Halo owner Nathan Newell, whose store is a longtime landmark on the Portland shopping scene and the first stop for most serious shoe-seekers in the area, has himself dabbled in shoemaking, an experience he blogged about on the Halo website. "It's hard," he says wide-eyed, before praising it as an education that heightened his admiration for what people like Mandel are able to do. Indeed, Newell's enthusiasm for craftsmanship is evident in his store—Mandel is filling in for permanent fixture Larry Olmstead of Entermodal, who maintains a position making and selling leather bags and accessories to Halo customers who enjoy the added thrill of looking behind the construction curtain.
As fascinating as it is to hear the well-spoken Mandel explain his interests, techniques, and what he thinks of the shoes you're wearing, it's an important distinction that what he does isn't all romance. A lot of people, he confirms, will come to him excited about learning the trade, but when they actually delve into the work it becomes apparent that what they are really interested in is designing shoes, not making them.
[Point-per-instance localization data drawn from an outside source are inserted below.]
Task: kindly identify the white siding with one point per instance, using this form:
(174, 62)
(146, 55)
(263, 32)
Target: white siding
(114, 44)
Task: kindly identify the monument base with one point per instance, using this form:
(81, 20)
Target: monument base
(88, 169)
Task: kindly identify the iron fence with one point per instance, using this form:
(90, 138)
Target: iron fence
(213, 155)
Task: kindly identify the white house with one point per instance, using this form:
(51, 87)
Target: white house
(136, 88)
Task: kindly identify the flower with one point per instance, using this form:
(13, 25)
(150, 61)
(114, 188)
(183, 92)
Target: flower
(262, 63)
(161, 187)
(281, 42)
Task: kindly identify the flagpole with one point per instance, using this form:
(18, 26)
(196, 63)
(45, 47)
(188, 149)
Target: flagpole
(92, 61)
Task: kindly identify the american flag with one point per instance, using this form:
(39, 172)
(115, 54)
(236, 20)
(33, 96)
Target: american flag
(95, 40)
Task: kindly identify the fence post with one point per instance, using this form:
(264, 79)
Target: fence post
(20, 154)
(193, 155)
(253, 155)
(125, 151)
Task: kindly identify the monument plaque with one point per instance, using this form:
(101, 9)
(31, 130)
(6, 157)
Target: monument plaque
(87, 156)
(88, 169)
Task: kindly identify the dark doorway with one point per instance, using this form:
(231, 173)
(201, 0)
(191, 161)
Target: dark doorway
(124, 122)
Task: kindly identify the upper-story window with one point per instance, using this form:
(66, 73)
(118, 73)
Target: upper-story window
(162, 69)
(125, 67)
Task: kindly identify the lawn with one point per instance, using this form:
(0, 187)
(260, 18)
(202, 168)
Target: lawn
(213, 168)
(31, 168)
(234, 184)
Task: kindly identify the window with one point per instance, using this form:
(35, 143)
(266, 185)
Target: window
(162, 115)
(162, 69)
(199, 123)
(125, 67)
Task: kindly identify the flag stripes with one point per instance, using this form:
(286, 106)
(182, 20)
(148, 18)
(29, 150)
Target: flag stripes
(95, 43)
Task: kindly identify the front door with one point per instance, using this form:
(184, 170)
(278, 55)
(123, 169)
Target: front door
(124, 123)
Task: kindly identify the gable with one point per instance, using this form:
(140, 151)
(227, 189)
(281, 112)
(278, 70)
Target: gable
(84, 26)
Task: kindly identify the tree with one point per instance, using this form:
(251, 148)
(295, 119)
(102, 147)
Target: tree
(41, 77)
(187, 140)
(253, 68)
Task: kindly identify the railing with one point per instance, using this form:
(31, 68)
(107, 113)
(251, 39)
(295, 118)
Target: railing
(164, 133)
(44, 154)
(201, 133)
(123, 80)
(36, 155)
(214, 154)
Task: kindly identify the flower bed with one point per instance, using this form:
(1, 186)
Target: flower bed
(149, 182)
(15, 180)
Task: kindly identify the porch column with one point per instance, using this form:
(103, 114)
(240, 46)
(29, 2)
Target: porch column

Mandel's roots are in a culture where shoemaking was simply a trade role necessary to society, more akin to the science of the baker and blacksmith than the sketching of Christian Louboutin. His designs reflect an air of practicality, hewing mostly toward oxford styles in cheerful color combinations, with feminine styles available with modest heels (Mandel's frustration with the structural integrity—or lack thereof—of women's high heels is apparent, but he seems to address it as a constant challenge).
This weekend's lectures are a special opportunity to learn the background of a rarely seen culture of craftsmanship for makers and shoppers alike. It's an indispensable lesson in understanding what you are buying when you buy shoes. Jeff Mandel will be working at the Halo Shoes workshop through Wednesday, March 21. Lectures take place at Halo, 938 NW Everett, on Friday-Saturday, March 16-17, 1:30-3 pm.